If all this sounds a bit dodgy, the SVEA did have a valve in the filler cap that was designed to pop if the internal pressure exceeded safety margins. Just once I had this occur—fortunately when I was making coffee next to a stream in the open, because the result was a foot-long jet of flame that just happened to be pointed away from me. I stood up and kicked the entire stove into the water, instantly dousing both the burner flame as well as the “safety” one. Incredibly, once dried the stove fired up again as if nothing had happened.
That SVEA cost $12.99 if memory serves. I used it for a decade, augmented by a Sigg Tourist cook kit that substituted a much better wind screen for the nearly useless factory number, and included lightweight but thin aluminum pots that did not help the béchamel. Eventually I moved on to more modern and efficient stoves, but I still have that SVEA, and every decade or so I’ll fire it up just to prove it’s ready to go to work again if needed.
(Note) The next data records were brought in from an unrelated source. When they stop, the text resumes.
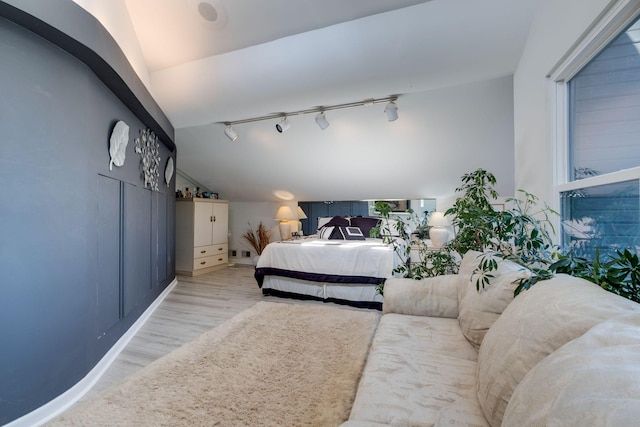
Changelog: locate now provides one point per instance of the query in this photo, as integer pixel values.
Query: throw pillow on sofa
(479, 309)
(592, 380)
(534, 325)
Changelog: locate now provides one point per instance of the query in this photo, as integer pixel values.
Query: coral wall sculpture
(147, 146)
(118, 144)
(168, 171)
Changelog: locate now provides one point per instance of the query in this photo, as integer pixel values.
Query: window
(599, 139)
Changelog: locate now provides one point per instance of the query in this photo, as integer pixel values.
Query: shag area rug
(275, 364)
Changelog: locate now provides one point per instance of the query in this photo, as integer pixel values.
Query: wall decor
(118, 144)
(168, 171)
(147, 146)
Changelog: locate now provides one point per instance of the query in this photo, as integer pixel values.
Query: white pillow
(592, 380)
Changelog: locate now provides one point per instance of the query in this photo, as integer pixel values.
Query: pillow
(333, 222)
(351, 233)
(480, 308)
(364, 223)
(327, 232)
(341, 233)
(534, 325)
(592, 380)
(322, 221)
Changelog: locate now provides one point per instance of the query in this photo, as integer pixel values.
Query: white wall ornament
(118, 144)
(168, 171)
(147, 146)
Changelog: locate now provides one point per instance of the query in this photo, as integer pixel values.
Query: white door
(220, 223)
(203, 223)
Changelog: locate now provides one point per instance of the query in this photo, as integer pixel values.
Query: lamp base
(439, 236)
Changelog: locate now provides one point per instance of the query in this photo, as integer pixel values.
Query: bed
(340, 271)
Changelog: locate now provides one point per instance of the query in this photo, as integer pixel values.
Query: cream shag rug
(275, 364)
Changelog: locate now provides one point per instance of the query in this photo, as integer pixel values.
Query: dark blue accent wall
(83, 250)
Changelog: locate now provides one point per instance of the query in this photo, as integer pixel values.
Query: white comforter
(368, 257)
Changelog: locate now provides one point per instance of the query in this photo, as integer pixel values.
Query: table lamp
(301, 215)
(284, 215)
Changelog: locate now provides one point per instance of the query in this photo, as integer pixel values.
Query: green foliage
(522, 234)
(473, 216)
(396, 232)
(618, 273)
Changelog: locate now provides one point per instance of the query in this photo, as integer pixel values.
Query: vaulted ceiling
(213, 61)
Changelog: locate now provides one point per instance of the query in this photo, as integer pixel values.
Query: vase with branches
(258, 239)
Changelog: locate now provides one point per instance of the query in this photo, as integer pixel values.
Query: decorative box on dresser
(202, 227)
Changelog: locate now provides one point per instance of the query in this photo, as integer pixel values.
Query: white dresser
(202, 227)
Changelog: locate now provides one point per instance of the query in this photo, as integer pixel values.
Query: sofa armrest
(433, 296)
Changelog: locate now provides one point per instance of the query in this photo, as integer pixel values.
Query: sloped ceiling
(214, 61)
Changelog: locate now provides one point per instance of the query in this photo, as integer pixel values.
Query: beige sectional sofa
(563, 353)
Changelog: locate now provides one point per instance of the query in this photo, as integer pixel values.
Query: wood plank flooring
(195, 305)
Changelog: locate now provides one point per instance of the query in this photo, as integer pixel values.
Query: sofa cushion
(478, 309)
(534, 325)
(592, 380)
(434, 296)
(417, 368)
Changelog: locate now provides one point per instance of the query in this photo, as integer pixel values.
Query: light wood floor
(195, 305)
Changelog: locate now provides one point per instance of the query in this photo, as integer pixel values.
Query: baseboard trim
(63, 402)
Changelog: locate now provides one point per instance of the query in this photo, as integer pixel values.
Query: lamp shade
(322, 121)
(231, 134)
(283, 126)
(391, 110)
(301, 214)
(438, 219)
(285, 214)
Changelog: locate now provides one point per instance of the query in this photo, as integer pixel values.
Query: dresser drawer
(210, 261)
(207, 251)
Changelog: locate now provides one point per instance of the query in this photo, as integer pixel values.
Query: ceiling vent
(210, 13)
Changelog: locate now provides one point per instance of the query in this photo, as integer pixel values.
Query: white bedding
(368, 257)
(340, 270)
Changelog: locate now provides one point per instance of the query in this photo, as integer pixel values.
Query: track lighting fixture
(391, 110)
(231, 134)
(284, 125)
(322, 121)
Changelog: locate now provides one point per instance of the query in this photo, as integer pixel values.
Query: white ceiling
(271, 56)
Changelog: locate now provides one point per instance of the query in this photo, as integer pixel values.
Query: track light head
(391, 110)
(322, 121)
(283, 126)
(231, 134)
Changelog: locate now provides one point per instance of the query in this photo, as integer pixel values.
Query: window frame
(617, 16)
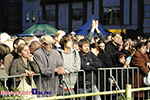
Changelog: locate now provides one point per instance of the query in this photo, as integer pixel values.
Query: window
(77, 14)
(33, 16)
(147, 11)
(50, 15)
(111, 16)
(39, 15)
(27, 17)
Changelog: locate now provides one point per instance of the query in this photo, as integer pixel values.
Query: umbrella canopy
(40, 28)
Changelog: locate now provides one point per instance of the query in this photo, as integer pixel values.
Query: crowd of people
(66, 54)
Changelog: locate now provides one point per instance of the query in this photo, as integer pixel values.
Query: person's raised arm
(100, 35)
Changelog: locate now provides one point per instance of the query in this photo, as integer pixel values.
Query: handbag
(146, 79)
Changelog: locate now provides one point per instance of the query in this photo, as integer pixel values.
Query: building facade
(31, 13)
(70, 15)
(11, 16)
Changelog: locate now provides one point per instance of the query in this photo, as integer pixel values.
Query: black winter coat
(94, 64)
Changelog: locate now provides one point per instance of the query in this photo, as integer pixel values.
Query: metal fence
(109, 80)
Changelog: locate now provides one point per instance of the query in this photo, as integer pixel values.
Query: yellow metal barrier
(128, 92)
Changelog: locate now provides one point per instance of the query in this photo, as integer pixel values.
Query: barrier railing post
(128, 92)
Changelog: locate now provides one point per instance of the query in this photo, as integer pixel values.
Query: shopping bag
(26, 89)
(146, 79)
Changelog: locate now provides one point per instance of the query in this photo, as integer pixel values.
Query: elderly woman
(24, 64)
(140, 60)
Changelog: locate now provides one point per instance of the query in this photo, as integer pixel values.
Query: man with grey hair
(50, 64)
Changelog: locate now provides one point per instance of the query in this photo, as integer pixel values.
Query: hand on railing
(24, 74)
(112, 82)
(60, 71)
(99, 68)
(31, 74)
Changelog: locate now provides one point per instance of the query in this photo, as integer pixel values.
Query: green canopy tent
(39, 29)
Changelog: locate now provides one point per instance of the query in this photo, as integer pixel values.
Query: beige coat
(18, 66)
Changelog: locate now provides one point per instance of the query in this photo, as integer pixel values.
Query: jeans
(89, 90)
Every time I do so I'm flooded with visual, olfactory, and auditory memories of trips taken, coffee brewed, and meals enjoyed in beautiful settings accessible only with effort and commitment, and the more splendid for that.
I was reminded of the stove recently while browsing an outdoor store in Boulder, Colorado. Because, you see, you can still buy a SVEA 123, although it’s now made by Optimus. The price has gone up by precisely an order of magnitude:
And some time ago I had another delightful reminder of how an inanimate object can have a personality and become a powerful repository of memories. My friend Ken Swanstrom purchased a SVEA on eBay—normally an anonymous and sterile way to buy something, right? Except for the note that accompanied the stove:
The note is poignant, yet one suspects Bonnie smiled as she wrote it. Had she become too old or busy to ever contemplate using her "trusty" stove again? Whatever her reason to sell, it's clear she is placing some responsibility on its new owner to treat it with the respect it deserves. If I ever sell mine, I'll do the same.